Many for now were jammed into haphazard camps with no latrines, sleeping outdoors because their homes were destroyed or out of fear that aftershocks would bring down more buildings. Aftershocks of 4.8 and 4.9 magnitude shook the capital yesterday, further stressing traumatized survivors.
LONG-TERM
REBUILDING
The Haitian government and its international partners turned their focus to long-term rebuilding of a nation that was poor and chaotic even before the earthquake.
“Progress is being made,” said Jon Andrus, deputy director of the Pan American Health Organization.

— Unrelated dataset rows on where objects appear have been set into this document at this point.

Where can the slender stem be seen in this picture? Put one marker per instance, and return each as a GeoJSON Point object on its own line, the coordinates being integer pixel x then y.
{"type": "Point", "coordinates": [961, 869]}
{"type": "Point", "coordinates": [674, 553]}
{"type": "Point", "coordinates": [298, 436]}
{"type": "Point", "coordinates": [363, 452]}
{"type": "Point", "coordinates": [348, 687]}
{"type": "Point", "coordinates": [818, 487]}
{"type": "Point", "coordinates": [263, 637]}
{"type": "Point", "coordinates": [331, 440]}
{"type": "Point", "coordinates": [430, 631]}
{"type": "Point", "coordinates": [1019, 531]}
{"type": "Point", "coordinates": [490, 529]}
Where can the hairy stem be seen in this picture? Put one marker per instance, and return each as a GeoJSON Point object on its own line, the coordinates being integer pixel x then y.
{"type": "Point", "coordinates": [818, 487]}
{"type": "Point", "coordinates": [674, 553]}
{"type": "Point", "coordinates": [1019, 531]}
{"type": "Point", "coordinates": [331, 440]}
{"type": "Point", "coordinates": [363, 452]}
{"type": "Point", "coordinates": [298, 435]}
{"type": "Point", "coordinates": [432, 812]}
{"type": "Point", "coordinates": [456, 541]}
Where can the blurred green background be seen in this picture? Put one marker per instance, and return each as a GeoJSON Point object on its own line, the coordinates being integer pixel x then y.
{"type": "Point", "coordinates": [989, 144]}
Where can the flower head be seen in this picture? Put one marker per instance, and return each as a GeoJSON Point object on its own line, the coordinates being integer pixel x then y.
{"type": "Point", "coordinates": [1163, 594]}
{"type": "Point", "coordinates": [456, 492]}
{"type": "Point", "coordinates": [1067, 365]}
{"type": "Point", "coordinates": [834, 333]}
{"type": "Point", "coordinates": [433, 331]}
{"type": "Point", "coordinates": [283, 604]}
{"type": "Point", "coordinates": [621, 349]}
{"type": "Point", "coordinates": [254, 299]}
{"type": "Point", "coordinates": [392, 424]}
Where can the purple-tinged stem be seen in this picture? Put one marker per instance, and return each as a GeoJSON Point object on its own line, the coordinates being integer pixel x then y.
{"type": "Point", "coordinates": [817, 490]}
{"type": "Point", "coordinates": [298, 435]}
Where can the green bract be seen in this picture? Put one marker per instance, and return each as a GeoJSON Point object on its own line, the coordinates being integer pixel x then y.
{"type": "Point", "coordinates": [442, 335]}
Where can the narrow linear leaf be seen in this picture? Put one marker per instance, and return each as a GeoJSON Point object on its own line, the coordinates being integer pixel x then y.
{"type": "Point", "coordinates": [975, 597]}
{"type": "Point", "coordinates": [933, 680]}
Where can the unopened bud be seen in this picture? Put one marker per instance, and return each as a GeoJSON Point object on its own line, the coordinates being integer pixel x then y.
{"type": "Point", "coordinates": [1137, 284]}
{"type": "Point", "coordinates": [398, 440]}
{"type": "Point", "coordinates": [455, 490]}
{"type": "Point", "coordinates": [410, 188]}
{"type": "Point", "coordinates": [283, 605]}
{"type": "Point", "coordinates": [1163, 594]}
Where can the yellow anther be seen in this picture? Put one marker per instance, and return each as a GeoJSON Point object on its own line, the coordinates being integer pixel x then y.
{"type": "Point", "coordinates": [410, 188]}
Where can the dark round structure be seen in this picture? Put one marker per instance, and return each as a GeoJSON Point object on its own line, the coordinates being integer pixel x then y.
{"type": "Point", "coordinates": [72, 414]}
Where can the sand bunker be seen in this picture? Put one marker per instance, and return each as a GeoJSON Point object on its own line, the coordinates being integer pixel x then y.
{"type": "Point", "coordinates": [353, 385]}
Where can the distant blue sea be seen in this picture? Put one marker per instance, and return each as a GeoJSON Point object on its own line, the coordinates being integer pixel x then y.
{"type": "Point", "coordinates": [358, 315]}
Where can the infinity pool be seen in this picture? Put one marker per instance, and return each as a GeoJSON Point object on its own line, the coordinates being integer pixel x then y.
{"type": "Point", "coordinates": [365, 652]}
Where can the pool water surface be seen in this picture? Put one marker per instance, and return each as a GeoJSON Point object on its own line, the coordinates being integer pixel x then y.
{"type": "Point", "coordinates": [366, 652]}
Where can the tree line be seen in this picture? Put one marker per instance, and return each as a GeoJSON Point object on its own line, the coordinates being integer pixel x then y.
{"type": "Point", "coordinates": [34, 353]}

The Brazilian government said yesterday it would spend an additional 375 million reais ($208 million) on its security and reconstruction efforts in Haiti this year. Part of the funds, which include a donation of at least $15 million, would go to build 10 emergency health units in the Caribbean country.
Brazil has been
commanding the U.N. stabilization force in Haiti since 2004.
Despite the huge aid effort, most of the basics of city life were still missing or barely functional in Port-au-Prince. Hospitals were overwhelmed and doctors lacked anesthesia, forcing them to operate with only local painkillers.
The United Nations counted nearly 450 homeless encampments in Port-au-Prince alone and urged the government to begin consolidating them to streamline food distribution.
The city’s water system was only partially functional but tanker trucks began to deliver water to makeshift camps where people lined up to fill their buckets.
Violence and looting has subsided as U.S. troops provided security for water and food distribution and thousands of displaced Haitians heeded the government’s advice to seek shelter in villages outside Port-au-Prince.